Without making big cutbacks immediately to cure a deficit that threatened to balloon to $15 million, Lorain's schools would quickly fall into fiscal emergency and be taken over by state officials. The state would then oversee deep academic cuts, a levy or whatever it took to put the schools back on a stable financial path, according to the school board.
A school board hires and oversees only two people: the superintendent to handle education and the treasurer to handle finances. The board sets policy and keeps an eye on the work done by the superintendent and treasurer to carry out board policy.
Lorain school board member Keith Lilly said the board was focused intensely on improving students' academic performance and hired Supt. Dee Morgan to throw herself into that task.
But in focusing on academics, Lilly admits the board let slip its oversight of the treasurer. Estle, the board claims, was capable, but apparently wanted to run the school system and took ironclad control of the money.
Lilly said Estle refashioned the financial system in a way that board members couldn't really see the financial big picture until the end of each school year.

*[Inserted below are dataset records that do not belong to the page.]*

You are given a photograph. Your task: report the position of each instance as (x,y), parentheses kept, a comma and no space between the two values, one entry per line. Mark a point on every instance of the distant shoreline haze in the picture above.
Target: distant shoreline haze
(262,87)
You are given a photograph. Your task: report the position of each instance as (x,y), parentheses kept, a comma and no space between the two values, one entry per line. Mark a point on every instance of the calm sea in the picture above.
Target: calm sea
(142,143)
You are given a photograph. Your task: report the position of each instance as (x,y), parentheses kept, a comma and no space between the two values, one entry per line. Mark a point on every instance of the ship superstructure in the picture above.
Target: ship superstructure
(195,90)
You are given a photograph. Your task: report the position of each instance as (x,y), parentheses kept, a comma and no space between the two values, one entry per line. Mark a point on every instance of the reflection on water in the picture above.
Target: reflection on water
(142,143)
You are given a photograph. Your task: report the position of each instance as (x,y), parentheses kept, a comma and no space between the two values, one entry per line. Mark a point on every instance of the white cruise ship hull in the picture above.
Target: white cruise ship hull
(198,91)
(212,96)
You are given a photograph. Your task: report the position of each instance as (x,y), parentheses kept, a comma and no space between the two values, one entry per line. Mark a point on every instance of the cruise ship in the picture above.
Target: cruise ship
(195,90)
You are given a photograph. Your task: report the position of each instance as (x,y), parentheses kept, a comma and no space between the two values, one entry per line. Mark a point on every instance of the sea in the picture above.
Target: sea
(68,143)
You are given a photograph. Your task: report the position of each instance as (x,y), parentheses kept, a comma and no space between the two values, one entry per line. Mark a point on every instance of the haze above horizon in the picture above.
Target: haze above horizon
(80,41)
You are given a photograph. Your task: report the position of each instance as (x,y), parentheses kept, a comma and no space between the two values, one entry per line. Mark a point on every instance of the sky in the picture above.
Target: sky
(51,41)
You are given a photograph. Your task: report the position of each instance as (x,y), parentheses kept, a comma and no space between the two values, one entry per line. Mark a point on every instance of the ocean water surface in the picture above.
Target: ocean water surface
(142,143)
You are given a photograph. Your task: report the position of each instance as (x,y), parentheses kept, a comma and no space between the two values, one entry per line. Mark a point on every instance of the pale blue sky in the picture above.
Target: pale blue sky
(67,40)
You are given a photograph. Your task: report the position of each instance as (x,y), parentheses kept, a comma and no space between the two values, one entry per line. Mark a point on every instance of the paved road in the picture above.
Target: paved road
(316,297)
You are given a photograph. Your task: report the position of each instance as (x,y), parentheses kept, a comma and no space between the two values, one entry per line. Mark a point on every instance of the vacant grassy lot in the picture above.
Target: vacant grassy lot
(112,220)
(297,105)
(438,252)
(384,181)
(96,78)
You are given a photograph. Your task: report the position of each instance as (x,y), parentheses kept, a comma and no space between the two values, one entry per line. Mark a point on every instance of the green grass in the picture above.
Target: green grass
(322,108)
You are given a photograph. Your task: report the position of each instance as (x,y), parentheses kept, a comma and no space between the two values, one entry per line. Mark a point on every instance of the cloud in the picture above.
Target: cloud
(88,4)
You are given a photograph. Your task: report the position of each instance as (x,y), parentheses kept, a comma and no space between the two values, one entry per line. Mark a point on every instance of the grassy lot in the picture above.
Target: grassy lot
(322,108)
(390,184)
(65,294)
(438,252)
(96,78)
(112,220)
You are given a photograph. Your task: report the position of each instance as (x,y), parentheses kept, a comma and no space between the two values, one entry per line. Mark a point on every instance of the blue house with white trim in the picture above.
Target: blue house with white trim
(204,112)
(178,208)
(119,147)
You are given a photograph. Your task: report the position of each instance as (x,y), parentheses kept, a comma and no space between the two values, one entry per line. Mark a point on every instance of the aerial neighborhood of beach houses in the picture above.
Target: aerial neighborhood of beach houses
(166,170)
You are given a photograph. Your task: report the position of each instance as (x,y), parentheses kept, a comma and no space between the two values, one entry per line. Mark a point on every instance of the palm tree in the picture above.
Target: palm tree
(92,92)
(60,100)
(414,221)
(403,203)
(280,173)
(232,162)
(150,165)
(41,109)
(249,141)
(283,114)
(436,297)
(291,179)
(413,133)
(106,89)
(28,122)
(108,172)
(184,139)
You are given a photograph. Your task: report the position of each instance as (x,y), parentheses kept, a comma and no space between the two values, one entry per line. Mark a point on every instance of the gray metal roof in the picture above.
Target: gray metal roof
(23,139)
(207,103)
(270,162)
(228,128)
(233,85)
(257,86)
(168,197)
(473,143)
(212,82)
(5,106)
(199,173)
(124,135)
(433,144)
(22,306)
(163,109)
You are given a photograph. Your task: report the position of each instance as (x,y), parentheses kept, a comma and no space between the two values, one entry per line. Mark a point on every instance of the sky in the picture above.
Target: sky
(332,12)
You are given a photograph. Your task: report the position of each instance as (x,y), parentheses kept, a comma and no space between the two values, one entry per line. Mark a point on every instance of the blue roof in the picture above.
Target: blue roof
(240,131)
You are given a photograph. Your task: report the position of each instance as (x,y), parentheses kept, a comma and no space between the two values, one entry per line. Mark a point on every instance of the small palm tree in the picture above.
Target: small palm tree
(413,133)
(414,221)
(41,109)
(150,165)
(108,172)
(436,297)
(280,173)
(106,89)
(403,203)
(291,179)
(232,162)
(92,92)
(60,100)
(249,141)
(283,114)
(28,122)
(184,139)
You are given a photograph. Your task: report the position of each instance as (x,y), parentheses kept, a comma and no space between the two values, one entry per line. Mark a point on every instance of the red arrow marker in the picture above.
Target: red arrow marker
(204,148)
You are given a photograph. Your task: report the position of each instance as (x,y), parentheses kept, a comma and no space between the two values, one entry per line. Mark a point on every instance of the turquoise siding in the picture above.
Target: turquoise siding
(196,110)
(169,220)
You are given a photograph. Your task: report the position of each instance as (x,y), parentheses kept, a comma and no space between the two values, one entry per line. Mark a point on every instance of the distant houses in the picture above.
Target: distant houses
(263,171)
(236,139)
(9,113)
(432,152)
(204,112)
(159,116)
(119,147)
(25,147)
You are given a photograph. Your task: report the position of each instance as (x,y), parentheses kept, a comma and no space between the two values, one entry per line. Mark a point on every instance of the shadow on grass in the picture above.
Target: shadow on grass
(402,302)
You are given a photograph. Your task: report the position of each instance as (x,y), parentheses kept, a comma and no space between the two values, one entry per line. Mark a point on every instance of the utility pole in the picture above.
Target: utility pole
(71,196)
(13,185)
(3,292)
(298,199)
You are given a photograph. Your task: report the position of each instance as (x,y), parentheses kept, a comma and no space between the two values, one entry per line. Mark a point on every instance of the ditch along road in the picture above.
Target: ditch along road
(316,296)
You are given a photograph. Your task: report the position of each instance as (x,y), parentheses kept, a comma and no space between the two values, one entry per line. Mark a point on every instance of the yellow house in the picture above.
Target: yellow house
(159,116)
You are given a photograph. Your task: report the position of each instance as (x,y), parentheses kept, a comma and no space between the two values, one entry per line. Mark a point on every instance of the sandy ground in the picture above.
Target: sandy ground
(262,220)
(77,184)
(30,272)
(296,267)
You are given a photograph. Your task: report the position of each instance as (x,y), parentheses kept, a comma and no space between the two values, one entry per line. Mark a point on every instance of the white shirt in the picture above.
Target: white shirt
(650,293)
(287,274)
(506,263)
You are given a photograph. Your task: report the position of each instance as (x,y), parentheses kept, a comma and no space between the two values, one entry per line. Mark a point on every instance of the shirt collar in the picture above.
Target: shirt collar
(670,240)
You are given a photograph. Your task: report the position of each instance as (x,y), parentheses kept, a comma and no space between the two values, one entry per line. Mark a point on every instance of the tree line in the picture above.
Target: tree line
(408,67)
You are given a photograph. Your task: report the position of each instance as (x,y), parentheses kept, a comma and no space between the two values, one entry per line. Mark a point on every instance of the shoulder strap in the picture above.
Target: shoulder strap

Morgan and Lilly complained of not getting financial reports from Estle, despite Estle's assertion that he did whatever the board wanted and that he "loved" Morgan as superintendent.
If, as Estle claims, the board was given regular financial reports, then clearly the board wasn't reading them or wasn't understanding what they read. That's not good enough. A board member has the responsibility to educate himself or herself so that they can understand school finances and know where every penny is coming from and going toward.
If, as the board and Morgan claim, Estle was keeping them in the dark about financial matters, then the board failed to exercise its duty and authority to make Estle report to them or else replace him.
Board member Donaldson chalked up Morgan's dissatisfaction with Estle to a personality conflict that the board could overlook because the board thought Estle was doing his job well. What Donaldson should have been hearing in Morgan's frustration was an alarm bell.
Now, many angry voices are calling for the resignation of the school board, or a recall election to oust the board members. We will not join those voices.
Lorain's schools need healing, not an escalation of uncertainty and acrimony that would come with a mass resignation or a recall.
At the same time, we are dismayed at the inept performance of the Lorain school board. They have failed to meet even the minimum financial oversight requirements of their job.
But the board members have been chastened and their eyes have been opened. Now they need to move forward, working to make the Lorain schools the best they can be at this point.
The board members need to work with the new superintendent, Cheryl Atkinson, and the new treasurer, Ryan Ghizzoni, to build up the strengths of the school district, while also maintaining close oversight of the work of Atkinson and Ghizzoni, who are both capable individuals. Three of the five seats on the school board are up for election in November, and voters will decide what is best.
We are confident that the remaining teachers, as always, will do their best for their students.
This newspaper remains committed to the improvement of the Lorain school system and the education of Lorain's children. We look forward to working with the new superintendent and treasurer, and with the school board, in a constructive manner. That includes constructive criticism.
The community needs to do what Lorain residents have done so well after other major shocks to this town's well-being: pick ourselves up and keep moving forward. Badly bruised, but wiser, and determined to not give up hope of better days to come.